Ketua Komisi X DPR Tolak Usulan Menkeu Ubah Patokan Anggaran Pendidikan
Ketua Komisi X DPR, Syaiful Huda, menanggapi permintaan Menteri Keuangan Sri Mulyani yang mengusulkan perubahan patokan alokasi 20% anggaran pendidikan dari belanja negara ke pendapatan negara. Huda menganggap bahwa langkah tersebut akan mengurangi besaran belanja wajib (mandatory spending) APBN untuk pendidikan di Indonesia.
“Kami menolak segala upaya yang dapat mengakibatkan penurunan alokasi anggaran pendidikan dari APBN. Hal ini pasti akan berdampak negatif pada kualitas layanan pendidikan di tanah air,” tegas Huda kepada wartawan pada Jumat (6/9/2024).
Huda menambahkan, meskipun dengan skema saat ini masih banyak anak yang tidak dapat bersekolah karena masalah biaya, penurunan anggaran pendidikan akan memperburuk situasi tersebut. Ia mengkhawatirkan bahwa jika 20% dari APBN untuk pendidikan dialihkan ke patokan pendapatan negara, akan berpotensi mengurangi anggaran untuk sektor pendidikan.
“Misalnya, dalam RAPBN 2025, pos belanja negara diproyeksikan mencapai Rp 3.613 triliun, sedangkan pendapatan negara hanya Rp 2.996,9 triliun. Jika patokan 20% dari anggaran pendidikan beralih ke pendapatan negara, alokasi dana pendidikan sudah pasti akan menurun,” jelas Huda.

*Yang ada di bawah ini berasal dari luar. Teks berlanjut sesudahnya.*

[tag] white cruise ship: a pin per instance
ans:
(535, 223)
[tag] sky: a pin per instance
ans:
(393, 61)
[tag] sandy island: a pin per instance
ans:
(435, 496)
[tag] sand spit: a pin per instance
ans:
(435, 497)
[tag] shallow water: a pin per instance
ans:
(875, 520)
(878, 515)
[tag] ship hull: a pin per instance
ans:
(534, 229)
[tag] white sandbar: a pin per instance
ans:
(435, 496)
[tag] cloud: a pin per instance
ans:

Pentingnya Pendidikan sebagai Prioritas dalam Rencana Pembangunan
Huda menegaskan pentingnya pendidikan sebagai prioritas dalam rencana pembangunan yang tercantum dalam belanja negara. Ia merujuk pada Pasal 31 ayat 4 UUD 1945, yang menyebutkan bahwa negara harus memprioritaskan anggaran pendidikan sekurang-kurangnya 20% dari APBN serta dari APBD untuk mendukung penyelenggaraan pendidikan nasional.

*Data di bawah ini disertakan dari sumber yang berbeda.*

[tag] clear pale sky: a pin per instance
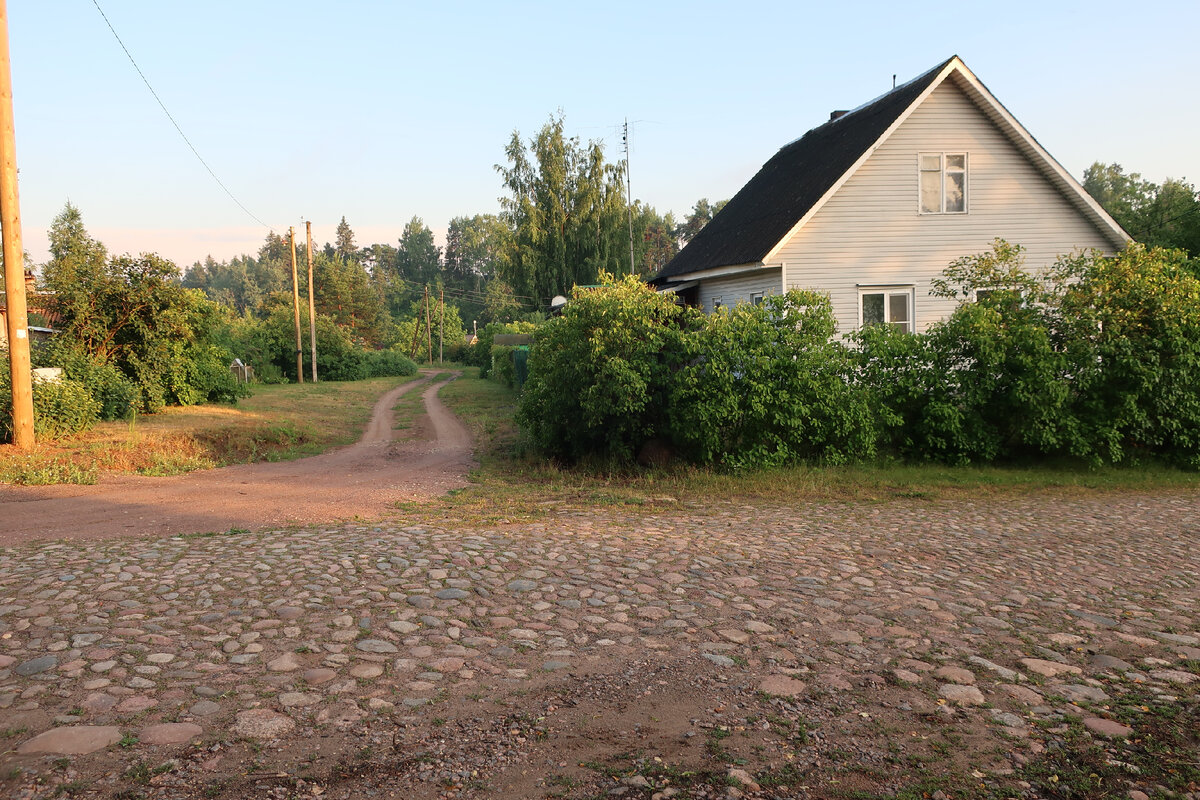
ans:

“Konstitusi kita dengan jelas menyatakan bahwa negara wajib menyediakan layanan pendidikan untuk meningkatkan kualitas SDM, baik dari segi karakter maupun keterampilan. Hal ini tidak seharusnya diubah-ubah untuk mengakomodasi kepentingan lain,” katanya.
Lebih lanjut, Huda mengungkapkan bahwa penyelenggaraan pendidikan di Indonesia masih menghadapi berbagai kendala terkait keterbatasan biaya, seperti tingginya biaya kuliah di perguruan tinggi, ketidakseimbangan jumlah kursi SMA negeri dengan jumlah peminat, rendahnya kesejahteraan guru, serta kurangnya sarana dan prasarana sekolah, terutama di daerah 3T.
“Selain itu, kualitas lulusan sekolah di Indonesia juga belum optimal, tercermin dari rendahnya kemampuan literasi, sains, dan matematika dibandingkan negara lain,” tambahnya.
Baca juga : 10 Institusi dengan Publikasi Ilmiah Terbanyak di Indonesia
Huda menilai pengelolaan anggaran pendidikan yang saat ini 20% dari APBN belum optimal, terutama dalam proses distribusinya, sehingga mempengaruhi kualitas layanan pendidikan di Indonesia.
“Jika ingin melakukan perbaikan, seharusnya bukan pada perubahan besaran anggaran dari APBN, tetapi pada mekanisme distribusi anggaran sehingga dana pendidikan benar-benar digunakan untuk kepentingan pendidikan, bukan untuk kepentingan atau program lain yang disamarkan sebagai fungsi pendidikan,” pungkasnya.